First, you need to enable convenience for multi-threaded behavior of the debugger with the following commands. I don’t know why it is disabled by default.
set target-async 1 set non-stop on
I personally put these commands in a .gdbinit file. They apply each of your commands only to the current focused thread. Note: the thread may work, so you need to pause it.
To see a focused thread, execute thread .
To switch to another stream, add a stream number, for example. thread 2 .
To view all topics with their numbers, select info thread .
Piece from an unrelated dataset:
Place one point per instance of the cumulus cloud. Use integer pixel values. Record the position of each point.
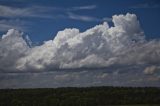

To apply a command to a specific thread, execute something like a thread using the threadnum command. For example. thread apply 4 bt apply the backtrace command to thread apply all continue number 4. thread apply all continue continues all suspended threads.
There is a small problem though - many teams need a thread that needs to be paused. I know several ways to do this:
interrupt command: interrupts the execution of a thread, takes several threads to pause, breaks the focused one without an argument- Setting a breakpoint somewhere. Note that you can set a breakpoint for a specific thread so that other threads ignore it, for example, breaknnnnnnnnnnnnnnnum. For example.
break 25 thread 4 .
You can also find it very useful that you can set the list of commands that will be executed when the breakpoint is reached through the commands command - for example, you can quickly print interesting values and then continue execution.